Studie: Geiz ist geil“-Mentalität der deutschen Verbraucher nimmt ab

Zwar verfügen deutsche Konsumenten über ein feines Preisgespür: In 84 Prozent der Fälle schätzen sie Händlerpreise richtig ein und zeigen sich damit preissensibler als Verbraucher aus Großbritannien (77 Prozent), China (75 Prozent), den Niederlanden (73 Prozent), Frankreich (71 Prozent) und den USA (69 Prozent). Dennoch sind immerhin 46 Prozent der deutschen Verbraucher inzwischen bereit, höhere Preise für bessere Qualität zu akzeptieren – damit zeichnet sich ein Ende der „Geiz ist geil“-Mentalität ab. Dies sind zentrale Ergebnisse der sechsten OC&C-Preisstudie, die Preisposition und -wahrnehmung von 260 führenden Händlern aus jeweils sechs Ländern und Branchen untersucht. In Summe flossen mehr als 100.000 Verbraucherbeurteilungen in die Auswertung mit ein.

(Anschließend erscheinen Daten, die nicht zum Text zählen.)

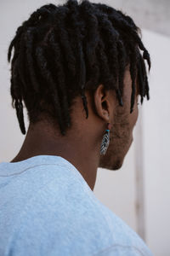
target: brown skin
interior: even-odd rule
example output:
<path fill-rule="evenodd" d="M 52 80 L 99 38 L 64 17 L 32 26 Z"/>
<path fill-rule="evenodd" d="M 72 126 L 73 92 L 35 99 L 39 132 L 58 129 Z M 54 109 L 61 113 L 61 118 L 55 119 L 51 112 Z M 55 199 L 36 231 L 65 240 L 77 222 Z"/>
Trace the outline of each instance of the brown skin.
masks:
<path fill-rule="evenodd" d="M 128 69 L 124 78 L 124 106 L 119 106 L 115 90 L 105 91 L 99 84 L 94 96 L 87 91 L 88 118 L 80 96 L 74 101 L 71 111 L 72 125 L 65 136 L 59 127 L 47 120 L 30 124 L 23 145 L 11 162 L 21 161 L 36 155 L 60 155 L 70 161 L 80 172 L 88 186 L 94 190 L 98 167 L 117 170 L 133 140 L 133 129 L 138 118 L 138 93 L 135 96 L 133 112 L 130 113 L 132 80 Z M 111 124 L 108 150 L 100 156 L 101 141 Z"/>

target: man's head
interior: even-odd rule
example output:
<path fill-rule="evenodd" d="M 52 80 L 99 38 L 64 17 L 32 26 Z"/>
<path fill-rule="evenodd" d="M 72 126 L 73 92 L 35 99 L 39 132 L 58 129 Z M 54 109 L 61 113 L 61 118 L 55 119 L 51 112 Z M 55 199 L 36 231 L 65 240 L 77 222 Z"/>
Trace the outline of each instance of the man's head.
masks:
<path fill-rule="evenodd" d="M 139 32 L 122 12 L 86 0 L 34 12 L 8 49 L 10 61 L 14 49 L 11 96 L 22 133 L 22 101 L 31 125 L 48 120 L 60 136 L 76 124 L 100 137 L 110 121 L 112 142 L 100 166 L 119 168 L 132 142 L 138 95 L 141 103 L 149 99 L 144 59 L 149 69 L 150 60 Z M 78 114 L 80 103 L 85 116 Z"/>

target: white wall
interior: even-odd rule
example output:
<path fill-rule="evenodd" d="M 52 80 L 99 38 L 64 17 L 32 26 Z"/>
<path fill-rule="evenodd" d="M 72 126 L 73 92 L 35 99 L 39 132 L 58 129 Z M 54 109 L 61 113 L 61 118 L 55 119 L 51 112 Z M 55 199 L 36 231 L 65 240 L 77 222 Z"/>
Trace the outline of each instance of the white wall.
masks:
<path fill-rule="evenodd" d="M 144 31 L 153 62 L 150 101 L 144 107 L 146 240 L 155 255 L 170 255 L 170 38 Z"/>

Die wichtigsten Studienergebnisse sind:

  • Teuerungsrate: Deutsche Konsumenten sind verhältnismäßig optimistisch und erwarten eine Inflation von 2,6 Prozent. Bei niederländischen und britischen Verbrauchern hinterlässt die Eurokrise stärkere Spuren – die Inflationserwartung liegt bei 4,2 Prozent bzw. 3,2 Prozent.
  • Kundenloyalität: 16 Prozent der Deutschen geben an, bei unerwarteten Preiserhöhungen zu einem anderen Händler zu wechseln – ein höherer Anteil als in den anderen Ländern.
  • DIY: Ein starrer Fokus auf Preisaktionen ist kontraproduktiv wie die Insolvenz von Praktiker belegt. Obi punktet mit den Preisen der Eigenmarken.
  • Textil: Primark fordert die Platzhirsche heraus; Zalando positioniert sich nicht nur über den Preis, sondern über Auswahl, Mode und Convenience.
  • Lebensmittel: EDEKA und REWE profitieren von der zunehmenden Bereitschaft, für ein besseres Produkt etwas tiefer in die Tasche zu greifen.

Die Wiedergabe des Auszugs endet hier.